Cyberbullying is a form of online harassment, typically on social media sites. Schools should realize that it takes a lot for students to open up about cyberbullying and when barely given a second thought, students feel helpless.
School administrators failed students when they took no action to combat the recent slew of Instagram accounts “exposing” their peers. Although the accounts were deleted, these were the actions of the users, rather than a result of administrators’ actions. Administrators were too quick to assume that the problem was solved when the accounts disappeared for a short while and did not further investigate the situation. In the case that the administrators were deeply concerned with the accounts, they would ask police to track the IP of those Instagram accounts. Just because an account is deleted from Instagram, does not mean that the IP and information is permanently deleted from their logs and databases, in which police are able to contact Instagram about.
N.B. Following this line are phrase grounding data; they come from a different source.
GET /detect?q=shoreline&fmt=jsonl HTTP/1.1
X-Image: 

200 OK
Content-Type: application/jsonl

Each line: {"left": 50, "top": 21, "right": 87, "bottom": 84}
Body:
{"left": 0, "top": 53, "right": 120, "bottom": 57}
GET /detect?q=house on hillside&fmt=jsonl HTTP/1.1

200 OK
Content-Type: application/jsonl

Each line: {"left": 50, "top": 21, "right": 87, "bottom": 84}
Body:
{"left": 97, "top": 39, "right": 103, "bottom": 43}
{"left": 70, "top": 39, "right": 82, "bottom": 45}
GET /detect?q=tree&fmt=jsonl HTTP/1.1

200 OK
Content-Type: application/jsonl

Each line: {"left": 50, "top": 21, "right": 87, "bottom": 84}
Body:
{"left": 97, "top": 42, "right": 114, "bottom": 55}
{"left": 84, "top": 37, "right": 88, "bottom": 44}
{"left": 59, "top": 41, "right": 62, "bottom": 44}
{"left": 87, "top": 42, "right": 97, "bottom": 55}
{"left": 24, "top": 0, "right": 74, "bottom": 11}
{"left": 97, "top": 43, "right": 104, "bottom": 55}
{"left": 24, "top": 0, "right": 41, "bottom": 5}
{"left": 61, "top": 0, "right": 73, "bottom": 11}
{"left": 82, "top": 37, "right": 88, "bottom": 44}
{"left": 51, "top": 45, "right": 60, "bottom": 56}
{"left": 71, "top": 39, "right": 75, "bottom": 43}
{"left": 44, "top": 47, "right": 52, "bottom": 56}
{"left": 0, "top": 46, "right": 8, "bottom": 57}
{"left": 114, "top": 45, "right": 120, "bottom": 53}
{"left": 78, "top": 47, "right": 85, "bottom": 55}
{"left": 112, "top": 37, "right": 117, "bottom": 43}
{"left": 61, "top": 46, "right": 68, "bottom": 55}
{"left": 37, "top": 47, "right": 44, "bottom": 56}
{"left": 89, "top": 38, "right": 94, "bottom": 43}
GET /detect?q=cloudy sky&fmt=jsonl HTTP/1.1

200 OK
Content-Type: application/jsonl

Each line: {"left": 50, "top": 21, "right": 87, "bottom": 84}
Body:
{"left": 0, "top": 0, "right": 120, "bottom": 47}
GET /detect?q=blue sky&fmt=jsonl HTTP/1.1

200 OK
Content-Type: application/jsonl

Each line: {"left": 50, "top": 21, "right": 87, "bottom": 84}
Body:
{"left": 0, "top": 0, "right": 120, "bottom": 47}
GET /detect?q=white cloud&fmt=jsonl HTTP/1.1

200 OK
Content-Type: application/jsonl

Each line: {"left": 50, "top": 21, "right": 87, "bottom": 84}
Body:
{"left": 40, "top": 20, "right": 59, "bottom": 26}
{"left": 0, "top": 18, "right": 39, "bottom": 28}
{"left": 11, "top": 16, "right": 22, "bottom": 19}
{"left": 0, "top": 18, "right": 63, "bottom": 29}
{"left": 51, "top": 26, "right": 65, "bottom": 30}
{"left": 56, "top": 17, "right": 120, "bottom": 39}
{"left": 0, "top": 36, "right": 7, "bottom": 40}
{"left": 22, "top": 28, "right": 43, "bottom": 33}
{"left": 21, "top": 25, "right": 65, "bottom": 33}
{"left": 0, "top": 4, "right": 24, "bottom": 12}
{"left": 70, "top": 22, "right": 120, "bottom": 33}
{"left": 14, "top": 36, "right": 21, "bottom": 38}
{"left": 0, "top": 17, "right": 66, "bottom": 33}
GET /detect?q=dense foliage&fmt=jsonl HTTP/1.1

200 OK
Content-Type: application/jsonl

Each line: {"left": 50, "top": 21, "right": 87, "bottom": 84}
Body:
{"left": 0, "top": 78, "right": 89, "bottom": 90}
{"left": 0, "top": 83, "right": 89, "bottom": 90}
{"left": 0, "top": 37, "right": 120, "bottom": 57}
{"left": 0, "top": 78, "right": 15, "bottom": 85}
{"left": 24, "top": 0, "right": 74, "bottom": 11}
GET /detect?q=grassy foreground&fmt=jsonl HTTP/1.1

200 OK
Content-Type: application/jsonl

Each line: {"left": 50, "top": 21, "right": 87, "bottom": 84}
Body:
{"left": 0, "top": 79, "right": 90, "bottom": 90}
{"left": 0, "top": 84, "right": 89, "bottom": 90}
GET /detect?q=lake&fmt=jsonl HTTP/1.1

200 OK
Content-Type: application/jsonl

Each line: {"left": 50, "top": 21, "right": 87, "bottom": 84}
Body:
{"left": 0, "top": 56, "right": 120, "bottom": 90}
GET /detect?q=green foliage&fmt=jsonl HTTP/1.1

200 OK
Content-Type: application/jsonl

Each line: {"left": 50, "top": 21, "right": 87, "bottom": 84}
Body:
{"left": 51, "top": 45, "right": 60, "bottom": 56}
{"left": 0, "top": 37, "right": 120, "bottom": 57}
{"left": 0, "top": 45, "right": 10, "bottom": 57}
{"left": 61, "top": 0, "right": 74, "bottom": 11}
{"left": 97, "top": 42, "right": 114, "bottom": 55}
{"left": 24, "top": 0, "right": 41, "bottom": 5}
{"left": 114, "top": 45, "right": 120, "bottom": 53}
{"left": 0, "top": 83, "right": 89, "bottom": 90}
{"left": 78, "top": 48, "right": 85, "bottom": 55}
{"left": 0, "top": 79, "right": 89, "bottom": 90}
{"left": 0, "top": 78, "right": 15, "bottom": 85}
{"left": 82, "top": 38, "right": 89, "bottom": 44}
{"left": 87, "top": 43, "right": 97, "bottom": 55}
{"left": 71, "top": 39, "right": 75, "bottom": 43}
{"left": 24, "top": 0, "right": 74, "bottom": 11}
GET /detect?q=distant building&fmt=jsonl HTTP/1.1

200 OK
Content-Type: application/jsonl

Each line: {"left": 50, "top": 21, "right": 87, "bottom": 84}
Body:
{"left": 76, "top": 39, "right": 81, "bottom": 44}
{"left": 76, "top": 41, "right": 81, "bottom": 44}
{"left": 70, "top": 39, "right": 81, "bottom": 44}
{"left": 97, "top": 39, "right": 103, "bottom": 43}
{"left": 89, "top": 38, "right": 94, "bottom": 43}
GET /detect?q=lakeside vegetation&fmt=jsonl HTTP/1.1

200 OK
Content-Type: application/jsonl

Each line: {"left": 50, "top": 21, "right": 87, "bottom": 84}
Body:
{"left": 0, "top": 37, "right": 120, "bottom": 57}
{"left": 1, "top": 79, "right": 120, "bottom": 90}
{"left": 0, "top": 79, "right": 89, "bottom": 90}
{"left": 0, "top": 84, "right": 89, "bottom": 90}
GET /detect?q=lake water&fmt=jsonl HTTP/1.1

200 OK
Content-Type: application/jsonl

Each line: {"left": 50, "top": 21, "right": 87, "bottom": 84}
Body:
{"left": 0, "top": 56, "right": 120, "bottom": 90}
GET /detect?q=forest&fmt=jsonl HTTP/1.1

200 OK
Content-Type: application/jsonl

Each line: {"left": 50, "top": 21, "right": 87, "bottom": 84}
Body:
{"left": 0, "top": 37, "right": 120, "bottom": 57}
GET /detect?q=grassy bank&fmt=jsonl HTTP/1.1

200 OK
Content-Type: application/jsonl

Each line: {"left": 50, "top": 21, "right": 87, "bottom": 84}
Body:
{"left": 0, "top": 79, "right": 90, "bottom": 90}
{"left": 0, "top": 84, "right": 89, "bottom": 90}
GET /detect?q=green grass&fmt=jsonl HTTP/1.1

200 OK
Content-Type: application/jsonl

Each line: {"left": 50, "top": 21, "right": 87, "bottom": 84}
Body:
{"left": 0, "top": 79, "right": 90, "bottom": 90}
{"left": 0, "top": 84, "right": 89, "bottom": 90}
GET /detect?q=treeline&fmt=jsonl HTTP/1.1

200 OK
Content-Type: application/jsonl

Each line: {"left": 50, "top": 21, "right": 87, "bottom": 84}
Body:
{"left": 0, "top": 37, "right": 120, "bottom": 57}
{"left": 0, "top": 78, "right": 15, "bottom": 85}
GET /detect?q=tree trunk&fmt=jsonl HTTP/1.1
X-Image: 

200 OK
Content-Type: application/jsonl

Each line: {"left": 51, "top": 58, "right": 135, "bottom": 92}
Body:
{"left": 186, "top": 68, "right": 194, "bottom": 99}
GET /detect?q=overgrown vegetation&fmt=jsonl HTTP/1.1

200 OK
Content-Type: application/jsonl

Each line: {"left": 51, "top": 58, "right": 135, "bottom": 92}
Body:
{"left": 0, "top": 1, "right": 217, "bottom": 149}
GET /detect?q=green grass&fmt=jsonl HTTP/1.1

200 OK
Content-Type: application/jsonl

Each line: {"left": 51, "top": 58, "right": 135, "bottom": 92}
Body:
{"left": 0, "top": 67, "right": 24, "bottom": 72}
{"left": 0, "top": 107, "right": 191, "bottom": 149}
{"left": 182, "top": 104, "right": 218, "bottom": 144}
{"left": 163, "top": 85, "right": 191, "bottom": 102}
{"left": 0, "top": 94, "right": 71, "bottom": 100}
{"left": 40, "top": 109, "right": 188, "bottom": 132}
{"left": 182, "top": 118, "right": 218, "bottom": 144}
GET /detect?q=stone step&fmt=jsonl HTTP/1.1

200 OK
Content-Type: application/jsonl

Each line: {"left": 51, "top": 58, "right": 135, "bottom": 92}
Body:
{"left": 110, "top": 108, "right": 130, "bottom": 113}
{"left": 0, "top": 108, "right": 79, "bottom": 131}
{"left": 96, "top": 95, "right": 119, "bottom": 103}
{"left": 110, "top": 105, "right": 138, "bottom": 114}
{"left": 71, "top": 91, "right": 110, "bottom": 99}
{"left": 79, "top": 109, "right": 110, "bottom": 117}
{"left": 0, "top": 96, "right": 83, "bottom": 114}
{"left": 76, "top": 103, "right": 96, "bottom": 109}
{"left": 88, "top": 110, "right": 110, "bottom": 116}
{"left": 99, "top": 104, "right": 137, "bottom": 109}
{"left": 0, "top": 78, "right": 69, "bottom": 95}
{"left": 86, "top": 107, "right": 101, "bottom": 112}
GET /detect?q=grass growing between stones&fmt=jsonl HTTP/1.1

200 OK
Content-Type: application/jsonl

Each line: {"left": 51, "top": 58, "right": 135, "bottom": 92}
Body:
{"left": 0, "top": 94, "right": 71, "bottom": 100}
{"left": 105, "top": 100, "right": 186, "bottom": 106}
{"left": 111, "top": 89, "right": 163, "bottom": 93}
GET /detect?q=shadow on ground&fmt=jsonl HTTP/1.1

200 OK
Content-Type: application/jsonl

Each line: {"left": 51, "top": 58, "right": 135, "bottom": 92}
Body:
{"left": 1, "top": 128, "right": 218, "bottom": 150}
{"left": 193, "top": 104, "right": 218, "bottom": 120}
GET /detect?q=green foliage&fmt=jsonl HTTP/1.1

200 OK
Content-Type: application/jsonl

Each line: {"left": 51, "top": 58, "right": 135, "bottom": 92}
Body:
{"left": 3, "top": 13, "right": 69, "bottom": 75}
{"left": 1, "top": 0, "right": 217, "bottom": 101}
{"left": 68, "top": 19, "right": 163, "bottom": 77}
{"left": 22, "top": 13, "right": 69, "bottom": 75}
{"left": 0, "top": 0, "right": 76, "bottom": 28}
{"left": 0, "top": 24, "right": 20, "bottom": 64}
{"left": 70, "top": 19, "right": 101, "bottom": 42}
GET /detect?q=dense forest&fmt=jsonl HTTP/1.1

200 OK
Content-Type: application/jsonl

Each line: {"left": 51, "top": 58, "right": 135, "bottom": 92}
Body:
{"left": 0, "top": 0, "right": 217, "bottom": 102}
And for this, administrators are essentially neglecting the impacted students as there were only police officers on campus for a short period of time on the day following the accounts being deleted.
Cyberbullying is often overlooked although it is a form of harassment that many young teens and adults face. Cyberbullying may lead to people committing suicide and having lower self-esteem. Although state laws have become stricter on cyberbullying, they need a more defined law code for specific types of harassment as they are extremely vague.
Whether it is online or on campus, when students are bullied, they are likely to be hurt. Depending on the severity and occasion, this may cause them to develop depression and anxiety. During this time, students may feel lost and reject help, and their families and close ones may have unanswered questions for them such as their well-being and mental health.
However, even when cyberbullying takes the lives of victims, such as Mallory Grossman, who has been bullied by her classmates and committed suicide as a result, it does not guarantee that the bully will automatically be charged. For instance, in Grossman’s case, no charges were pressed against the perpetrator, causing Grossman’s parents to sue the school district. These cases do lead to cyberbullying becoming monitored more often, but bullies still either go unpunished or face minor charges. California’s state law charges misdemeanor – the act of using an electronic device to cause fear in someone’s life – through a year one sentence in jail or a $1000 fine. For causing one’s death or a permanent scar in their life, these charges are marginal in their lifespan and does not deter the bullies from acting again.
When choosing to use a social media that is not set to private, one chooses to expose themselves to many risks such as unwanted publicity, but encountering bullying online is something that no innocent person should have to go through. Many take their own lives as a result of cyberbullying, and the charges that follow do not compensate for one’s life.